Monday, January 24, 2011

Louis Armstrong's "It's A Wonderful World" and the Momentous Year of 1968

One of my sweet young friends got me to thinking today when she posted this facebook status: "And I think to myself what a wonderful world" yeah sure, maybe for you Louis Armstrong... but that was in 1968... wonder if you would say the same now days?"

That date "1968" stood out in mind for a number of reasons and it got me researching...what WAS Louis Armstrong seeing in the world around him when he released the lyrics to "It's a Wonderful World"?

Well, for starters, if he was listening to his radio or watching TV he would have heard the following news stories...all within that momentous year:

January 31, 1968: Televised coverage of the Tet Offensive in Vietnam begins to shift opinion and anti-war & anti-military protests take on new passion.

Feb 8, 1968:
Police fire into a crowd protesting the segregation of a bowling alley in SC. 3 killed, 27 injured.

March 8, 1968:
15,000 students in Los Angeles stage the Chicano Blowouts - the largest high school protest in history.

March 16, 1968: US Troops kill 500 unarmed Vietnamese civilians in My Lai prompting world wide outrage at America and its military.

March 19, 1968:
Students shut down Howard University in mass protest.

April 4, 1968:
James Earl Ray assassinates MLK, Jr in Memphis.

April 6, 1968:
Several shot dead in a shootout between Oakland police and the Black Panthers.

April 23, 1968:
Columbia University shuts down and more than 700 students arrested.

June 5, 1968: Sirhan B. Sirhan shoots Presidential candidate and US Senator, Bobby Kennedy.

August 20, 1968:
Soviet Union invades Czechoslovakia following months of street demonstrations about democracy. Fears of Cold War and Soviet aggression are renewed.

August 26, 1968:
Anti-war protesters hold a rioting spree at the Democratic National Convention in Chicago. The "Chicago 7" arrested.

October 16, 1968:
American athletes and and world record holders, Tommie Smith and John Carlos raise the symbol of the Black Panthers in protest during the playing of the Star Spangled Banner at the World Olympics and are expelled from the Olympic community.
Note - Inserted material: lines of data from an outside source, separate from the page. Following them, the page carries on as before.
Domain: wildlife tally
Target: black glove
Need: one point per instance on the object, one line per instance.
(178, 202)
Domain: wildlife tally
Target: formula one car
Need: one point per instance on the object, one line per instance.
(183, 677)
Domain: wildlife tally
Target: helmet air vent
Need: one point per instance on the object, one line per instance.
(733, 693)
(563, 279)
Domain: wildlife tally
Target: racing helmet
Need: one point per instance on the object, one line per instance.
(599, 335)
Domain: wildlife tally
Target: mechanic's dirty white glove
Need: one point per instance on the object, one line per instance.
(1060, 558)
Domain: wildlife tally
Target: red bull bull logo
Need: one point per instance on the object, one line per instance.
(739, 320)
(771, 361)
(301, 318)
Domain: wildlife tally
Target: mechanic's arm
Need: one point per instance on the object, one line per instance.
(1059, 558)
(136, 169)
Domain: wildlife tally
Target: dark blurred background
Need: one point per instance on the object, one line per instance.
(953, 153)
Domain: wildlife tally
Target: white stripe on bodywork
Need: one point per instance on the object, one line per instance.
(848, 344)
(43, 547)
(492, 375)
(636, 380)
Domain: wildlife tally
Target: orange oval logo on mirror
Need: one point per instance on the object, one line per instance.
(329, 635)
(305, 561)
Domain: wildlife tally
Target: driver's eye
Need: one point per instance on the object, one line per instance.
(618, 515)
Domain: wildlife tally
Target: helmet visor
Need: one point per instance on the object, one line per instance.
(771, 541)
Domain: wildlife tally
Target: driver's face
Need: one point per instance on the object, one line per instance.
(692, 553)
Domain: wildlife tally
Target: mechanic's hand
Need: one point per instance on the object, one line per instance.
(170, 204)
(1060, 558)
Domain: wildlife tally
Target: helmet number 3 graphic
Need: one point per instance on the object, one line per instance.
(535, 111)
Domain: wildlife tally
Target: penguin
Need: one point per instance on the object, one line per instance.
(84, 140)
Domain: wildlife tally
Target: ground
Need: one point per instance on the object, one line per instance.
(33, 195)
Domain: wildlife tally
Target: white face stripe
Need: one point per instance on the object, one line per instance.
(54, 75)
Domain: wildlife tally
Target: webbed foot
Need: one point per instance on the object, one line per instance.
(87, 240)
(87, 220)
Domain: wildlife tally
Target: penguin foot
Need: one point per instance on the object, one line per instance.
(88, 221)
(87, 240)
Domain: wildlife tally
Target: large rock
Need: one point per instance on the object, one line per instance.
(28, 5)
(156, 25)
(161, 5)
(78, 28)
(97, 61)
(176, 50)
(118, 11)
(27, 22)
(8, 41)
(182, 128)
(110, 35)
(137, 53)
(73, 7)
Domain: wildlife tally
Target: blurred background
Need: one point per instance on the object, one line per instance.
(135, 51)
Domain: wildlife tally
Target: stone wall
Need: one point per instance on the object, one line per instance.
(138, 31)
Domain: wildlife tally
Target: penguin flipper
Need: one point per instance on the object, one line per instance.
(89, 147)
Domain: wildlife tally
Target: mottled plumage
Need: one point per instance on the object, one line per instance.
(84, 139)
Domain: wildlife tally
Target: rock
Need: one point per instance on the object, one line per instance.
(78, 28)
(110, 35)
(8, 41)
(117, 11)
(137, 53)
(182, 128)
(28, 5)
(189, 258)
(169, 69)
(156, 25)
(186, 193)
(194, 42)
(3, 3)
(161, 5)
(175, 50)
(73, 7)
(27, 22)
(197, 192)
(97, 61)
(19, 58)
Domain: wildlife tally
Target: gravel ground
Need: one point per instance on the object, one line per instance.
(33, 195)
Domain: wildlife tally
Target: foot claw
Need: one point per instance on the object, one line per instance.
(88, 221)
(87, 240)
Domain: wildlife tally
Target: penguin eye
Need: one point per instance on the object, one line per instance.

December 23, 1968: North Koreans finally release 82 crew members of the USS Pueblo after 11 months of accusations of spying.

December 25, 1968: President Johnson approves airlift of aid to Nigeria where almost 1 million Nigerians have died due to starvation.

Sooo...what was Armstrong seeing in 1968? Fear, starvation, dissension, prejudice, murder, war, mayhem, protests, segregation...and yet he was still able to look around him and see beauty in the world.

Just a couple things we can learn from this: 1. The more things change the more they stay the same. 2. The "good old days" had their share of bad because we live in a fallen world and 3. We will usually see the things we are looking for.

So, for today, regardless of what the news reports are, remember those words sung by a black man born in the south at the height of the Jim Crow laws, a grandson of slaves and abandoned by his father.... and sing along with Louis Armstrong as YOU look for the beauty in the world around you.

I see trees of green, red roses too
I see them bloom for me and you
And I think to myself what a wonderful world.

I see skies of blue and clouds of white
The bright blessed day, the dark sacred night
And I think to myself what a wonderful world.

The colors of the rainbow so pretty in the sky
Are also on the faces of people going by
I see friends shaking hands saying how do you do
They're really saying I love you.

I hear babies crying, I watch them grow
They'll learn much more than I'll never know
And I think to myself what a wonderful world
Yes I think to myself what a wonderful world.